In der Mitte der Feierwoche und ehe die Festlichkeiten zu Ende waren, verabschiedete sich Jesus von Johannes. Er sagte, er wünsche, sich in die Berge zurückzuziehen, wo er besser mit seinem Paradies-Vater in Verbindung treten könne. Johannes hätte ihn gerne begleitet, aber Jesus bestand darauf, dass er für die Dauer der Festlichkeiten bleiben solle, und sagte: „Es wird nicht von dir verlangt, die Last des Menschensohnes zu tragen; nur der Nachtwächter muss wachen, während die Stadt friedlich schläft.“ Jesus kehrte nicht nach Jerusalem zurück. Nachdem er eine Woche einsam in den Bergen bei Bethanien zugebracht hatte, machte er sich nach Kapernaum auf. Auf dem Heimweg hielt er sich einen Tag und eine Nacht lang allein an den Hängen des Berges Gilboa nahe der Stelle auf, wo König Saul sich das Leben genommen hatte.

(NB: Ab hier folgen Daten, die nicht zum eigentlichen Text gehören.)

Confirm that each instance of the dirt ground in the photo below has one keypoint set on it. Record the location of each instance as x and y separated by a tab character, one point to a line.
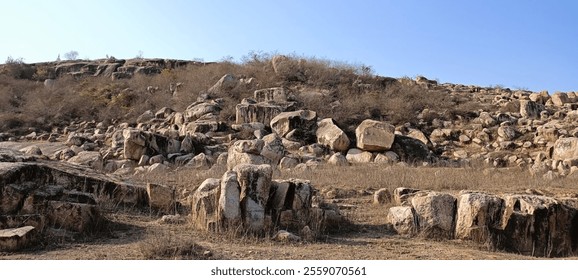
134	234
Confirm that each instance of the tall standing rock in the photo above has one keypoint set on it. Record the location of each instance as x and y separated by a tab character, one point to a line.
205	204
375	136
538	226
565	148
255	182
303	120
225	84
435	214
245	152
273	149
530	109
134	144
403	220
229	204
332	136
478	217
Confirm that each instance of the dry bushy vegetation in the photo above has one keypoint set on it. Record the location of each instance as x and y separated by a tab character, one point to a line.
347	93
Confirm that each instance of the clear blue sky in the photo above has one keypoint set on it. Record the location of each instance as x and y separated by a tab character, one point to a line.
518	44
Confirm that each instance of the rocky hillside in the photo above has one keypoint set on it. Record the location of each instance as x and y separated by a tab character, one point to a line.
142	116
316	109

Als er in Kapernaum eintraf, schien er heiterer als beim Abschied von Johannes in Jerusalem.
Am nächsten Morgen ging Jesus zur Truhe, die seine persönliche Habe enthielt und in Zebedäus‘ Werkstatt zurückgeblieben war, legte seine Schürze an und erschien zur Arbeit mit den Worten: „Ich habe zu arbeiten, während ich auf meine Stunde warte.“ Und an der Seite seines Bruders Jakobus arbeitete er mehrere Monate lang in der Bootswerkstatt bis zum Januar des folgenden Jahres. Nach dieser Arbeitszeit mit Jesus gab Jakobus seinen Glauben an Jesu Sendung nie mehr wirklich und gänzlich auf, was für Zweifel auch immer in ihm aufstiegen und sein Verständnis des Lebenswerks des Menschensohnes umwölkten.

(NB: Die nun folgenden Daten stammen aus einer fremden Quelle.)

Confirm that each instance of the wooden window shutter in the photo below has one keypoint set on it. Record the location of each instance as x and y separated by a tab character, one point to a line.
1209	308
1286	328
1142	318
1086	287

Während dieser letzten Zeitspanne in der Bootswerkstatt arbeitete Jesus meistens an der Innenausstattung einiger größerer Boote. Er übte sein Handwerk mit großer Sorgfalt aus und schien die Befriedigung menschlichen Gelingens zu empfinden, wenn er eine löbliche Arbeit zu Ende gebracht hatte. Obwohl er wenig Zeit an Kleinigkeiten verschwendete, war er ein sehr gewissenhafter Handwerker, wenn es um das Wesentliche irgendeiner gegebenen Aufgabe ging.

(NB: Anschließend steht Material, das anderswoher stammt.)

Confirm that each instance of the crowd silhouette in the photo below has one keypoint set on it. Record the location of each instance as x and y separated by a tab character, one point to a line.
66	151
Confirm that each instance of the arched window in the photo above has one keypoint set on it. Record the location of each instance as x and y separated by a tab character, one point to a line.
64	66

Im Laufe der Zeit kam in Kapernaum ein Gerücht von einem gewissen Johannes auf, der predigte und Bußfertige im Jordan taufte. Und also predigte Johannes: „Das Himmelreich ist nahe; bereut und lasset euch taufen.“ Jesus hörte sich die Berichte an, derweilen Johannes von der Jerusalem zunächst gelegenen Furt des Flusses langsam das Jordantal hinaufzog. Aber er arbeitete an den Booten weiter, bis Johannes auf seinem Weg flussaufwärts im Januar des nächsten Jahres (26 n. Chr.) einen Ort bei Pella erreicht hatte. Da legte er mit den Worten „Meine Stunde ist gekommen“ seine Werkzeuge nieder und erschien bald darauf bei Johannes, um sich taufen zu lassen.
Aber eine gewaltige Veränderung war mit Jesus vorgegangen. Von all den Menschen, die er zu der Zeit, als er kreuz und quer durch das Land zog, mit seinen Besuchen und seiner Zuwendung erfreut hatte, erkannten später nur wenige in dem öffentlichen Lehrer dieselbe Person, die sie in früheren Jahren als Privatmensch gekannt und geliebt hatten. Es gab allerdings einen Grund dafür, weshalb die einst derart Begünstigten ihn in seiner späteren Rolle als öffentlicher Lehrer voller Autorität nicht wieder erkannten: Über lange Jahre war die Umwandlung von Verstand und Geist in ihm fortgeschritten und kam während des denkwürdigen Aufenthaltes auf dem Berg Hermon zum Abschluss.